Dixon: Black women are dying faster and at higher rates than any other group from preventable obesity-related diseases, and those women have the names of my aunts and my friends and my community members, and that felt unacceptable.

Ciesemier: Dixon started GirlTrek in 2010. Now, they have nearly 150,000 walkers across the country. They’ve also received praise from the likes of Michelle Obama and Oprah Winfrey. But is GirlTrek’s response to the problem in their community really working? I set out to learn more.

Ciesemier: Why did you start GirlTrek?

Dixon: Because I needed it myself, because my best friend and I were just trying to figure out how to avoid the pitfalls that had literally claimed the lives of the women we love. I think I have always known that black women — that we weren’t living our healthiest, most fulfilled lives because labor always felt like something you do for others. My mom was a farmer, her mom was a sharecropper, two generations before that, they were enslaved, and so our physical bodies were not owned by us. And so, we don’t have a cultural tradition of exercising for fun.
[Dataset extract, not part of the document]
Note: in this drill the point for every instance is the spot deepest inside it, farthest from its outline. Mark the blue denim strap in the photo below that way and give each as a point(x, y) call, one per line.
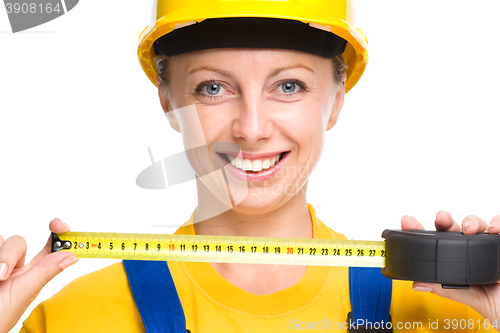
point(155, 296)
point(370, 294)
Ciesemier: That’s why what GirlTrek is doing is so new. They’re organizing in their communities to make self-care and physical activity the norm. Their theory is that doing this will help address the root cause of the health crisis facing black women: inequality and discrimination.

Stephanie Cook, assistant professor of biostatistics, NYU College of Global Public Health: Discrimination affects health. The research documents this well. Discrimination is associated with more stress, more anxiety, more depression, and we also understand it’s associated with poor physical health outcomes. So according to the American Heart Association, 48.3% of black women over the age of 20 actually have cardiovascular disease and, according to the CDC, about 82% of black women are actually over a healthy body weight.

Ciesemier (voiceover): GirlTrek members walk 30 minutes on their own each day and join community walks weekly in their city. I joined the local New York chapter for a walk across the Brooklyn Bridge, where I met Carolyn Richardson, a single mother from the Bronx.

Richardson: I have a job, I have a daughter, I come home and cook, I have to do laundry, my daughter’s school goes from 9 to 5, so when she comes home, she’s tired, she doesn’t really want to do homework, so I gotta get on top of her for that. My job is very taxing. There’s a lot going on.

Ciesemier (voiceover): Within minutes of meeting Richardson, it was apparent just how much GirlTrek has changed her life.

Richardson: For years, I was pre-diabetic. I’m no longer in the danger zone. My blood pressure used to be in control by medication. I’m no longer taking that medication. You know, my cholesterol is at a good level. Basically all my numbers are just about right; I just need to maintain and keep going in that direction.

Ciesemier: And now what else do you want to see change in your life?

Richardson: Definitely wanna see the weight loss coming now.

Ciesemier: Yeah.

Richardson: I really wanna be more involved in actually bringing people into the movement.

Cook: Walking minutes a day reduces your risk of cardiovascular disease, it’s a stress reliever, evens out your cortisol. And that’s why it’s so interesting and important what GirlTrek is doing.

Ciesemier (voiceover): GirlTrek’s founders say they’re not just another fitness program. In an era filled with of-the-moment fitness regimes, fad diets and wellness programs, GirlTrek stands out as more a holistic approach created specifically for their community.

Dixon: It is not a fitness campaign. It is not about skinny jeans. It’s not about any of that. It’s about total healing for my community so that we can be of service and be kind of agents of change for our entire country.

Ciesemier (voiceover): In the short term, GirlTrek’s goal is to recruit 1 million walkers to join their movement. In the longer term, their goals are even more ambitious. They want to change culture and, as a result, improve the lives of the 20 million black women living in America.